Starting from the point A, has another interesting advantage. It gives meaning the the very definition of $$i$$. Think of $$i$$ as $$i \times 1$$. You might say, okay so what, isn’t it obvious that $$i \times 1=i$$. Yes, but, notice that the left side is the process of multiplication and the right side is the result of the process. In this case, the process has an important interpretation, that is rotating 90 degrees anticlockwise. That is to say, when we multiply the point A (that happens to be $$(1,0)$$) by $$i$$ it goes to the point B, and likewise, when we multiply the point B by $$i$$, it goes to the point C. In other words, $$i\times i\times 1=-1$$.

Voila: $i^2=-1$

Categories

## i Cycle, the Sum of Powers

$1+i+i^2+i^3+…+i^{57}$ Do I need to say what the question is?

“Find the sum!” is the immediate question that comes to mind when you start mathematics. When you gain more experience in mathematics, you learn to ask a deeper question:

What is the pattern?

You know, 57 is irrelevant. The only important thing here is the general question of the finding the sum without actually doing all the additions. However, to get to the point of finding the sum without actually doing all the additions, we should experiment with actual additions first! For example, let us find the sum of the first seven terms.

Did you notice that to have 7 terms, the last power in the sum should be 6 and not 7, and that means we should calculate $1+i+i^2+i^3+i^4+i^5+i^6$ and not $1+i+i^2+i^3+i^4+i^5+i^6+i^7$.

This was not a trick. In fact, thinking in terms of the number of terms is the key to the pattern that we are looking for.

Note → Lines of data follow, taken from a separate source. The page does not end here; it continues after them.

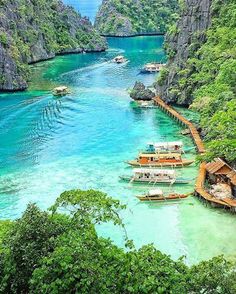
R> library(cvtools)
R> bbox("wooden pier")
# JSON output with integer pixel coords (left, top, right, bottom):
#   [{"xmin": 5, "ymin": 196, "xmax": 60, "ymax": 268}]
[
  {"xmin": 154, "ymin": 97, "xmax": 205, "ymax": 153},
  {"xmin": 154, "ymin": 96, "xmax": 236, "ymax": 211}
]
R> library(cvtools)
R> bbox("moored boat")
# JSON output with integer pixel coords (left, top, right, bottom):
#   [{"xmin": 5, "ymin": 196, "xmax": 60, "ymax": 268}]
[
  {"xmin": 120, "ymin": 168, "xmax": 191, "ymax": 185},
  {"xmin": 136, "ymin": 189, "xmax": 192, "ymax": 201},
  {"xmin": 126, "ymin": 153, "xmax": 194, "ymax": 168},
  {"xmin": 140, "ymin": 63, "xmax": 166, "ymax": 74},
  {"xmin": 113, "ymin": 55, "xmax": 128, "ymax": 64},
  {"xmin": 145, "ymin": 141, "xmax": 184, "ymax": 154},
  {"xmin": 137, "ymin": 100, "xmax": 155, "ymax": 108}
]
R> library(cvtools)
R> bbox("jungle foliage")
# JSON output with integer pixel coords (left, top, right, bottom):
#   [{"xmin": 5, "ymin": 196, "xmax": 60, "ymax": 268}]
[
  {"xmin": 0, "ymin": 189, "xmax": 236, "ymax": 293},
  {"xmin": 95, "ymin": 0, "xmax": 180, "ymax": 35},
  {"xmin": 159, "ymin": 0, "xmax": 236, "ymax": 162},
  {"xmin": 0, "ymin": 0, "xmax": 106, "ymax": 90}
]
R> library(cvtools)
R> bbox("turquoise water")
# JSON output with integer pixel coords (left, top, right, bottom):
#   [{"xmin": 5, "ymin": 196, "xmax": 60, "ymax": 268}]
[
  {"xmin": 63, "ymin": 0, "xmax": 102, "ymax": 23},
  {"xmin": 0, "ymin": 36, "xmax": 236, "ymax": 264}
]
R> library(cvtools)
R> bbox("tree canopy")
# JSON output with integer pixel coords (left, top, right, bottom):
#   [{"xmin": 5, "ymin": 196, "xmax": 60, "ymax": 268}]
[{"xmin": 0, "ymin": 189, "xmax": 236, "ymax": 293}]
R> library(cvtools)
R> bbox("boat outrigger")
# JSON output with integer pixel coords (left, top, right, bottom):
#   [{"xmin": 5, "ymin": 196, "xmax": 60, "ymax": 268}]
[
  {"xmin": 126, "ymin": 153, "xmax": 194, "ymax": 167},
  {"xmin": 53, "ymin": 86, "xmax": 70, "ymax": 96},
  {"xmin": 113, "ymin": 55, "xmax": 128, "ymax": 64},
  {"xmin": 140, "ymin": 63, "xmax": 166, "ymax": 74},
  {"xmin": 120, "ymin": 168, "xmax": 191, "ymax": 185},
  {"xmin": 136, "ymin": 189, "xmax": 192, "ymax": 201}
]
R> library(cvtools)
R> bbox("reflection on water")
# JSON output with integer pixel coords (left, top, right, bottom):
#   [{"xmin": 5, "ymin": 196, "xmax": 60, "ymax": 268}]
[{"xmin": 0, "ymin": 36, "xmax": 236, "ymax": 264}]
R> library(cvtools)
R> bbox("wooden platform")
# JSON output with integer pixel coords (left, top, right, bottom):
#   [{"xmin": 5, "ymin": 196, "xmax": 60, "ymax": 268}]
[
  {"xmin": 195, "ymin": 163, "xmax": 231, "ymax": 208},
  {"xmin": 154, "ymin": 96, "xmax": 236, "ymax": 211}
]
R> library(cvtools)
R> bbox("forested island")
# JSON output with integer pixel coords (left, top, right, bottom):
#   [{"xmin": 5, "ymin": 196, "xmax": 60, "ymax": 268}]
[
  {"xmin": 95, "ymin": 0, "xmax": 179, "ymax": 36},
  {"xmin": 0, "ymin": 0, "xmax": 106, "ymax": 91}
]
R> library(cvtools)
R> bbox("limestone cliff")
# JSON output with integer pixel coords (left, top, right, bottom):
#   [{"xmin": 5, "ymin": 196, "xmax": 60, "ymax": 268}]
[
  {"xmin": 157, "ymin": 0, "xmax": 212, "ymax": 105},
  {"xmin": 0, "ymin": 0, "xmax": 107, "ymax": 91},
  {"xmin": 95, "ymin": 0, "xmax": 179, "ymax": 36}
]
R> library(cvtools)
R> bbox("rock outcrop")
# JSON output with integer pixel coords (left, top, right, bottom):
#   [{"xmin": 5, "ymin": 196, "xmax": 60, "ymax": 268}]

What is the sum of the first two terms?

What is the sum of the first three terms?

What is the sum of the first four terms?

What is the sum of the first five terms? The first six? The first seven?

Let us also include “the sum of the first term”. It is silly, but you see why it is useful. Here are the results starting from “the sum of the first term”, following by “the sum of the first two terms”, then, the sum of the first three term”, and so on.

$1,1+i, i, 0, 1, 1+i, i, 0, …$

See, the sum of the first four terms is 0, the sum of the first eight terms is 0, and so on.  And then, after each 0, we have 1, 1+i, and i. Now if we want to know what is $$1+i+i^2+i^3+…+i^{57}$$ we only need to know how many fours goes into 58 (that is the number of terms). This number of fours only matters to us, as long as it helps us to find how many terms remain. In this case, no terms remains. So, the sum is 0.

$1+\frac{1}{i}+\frac{1}{i^2}+\frac{1}{i^3}+…+\frac{1}{i^{2019}}$

Do I need to say what the question is?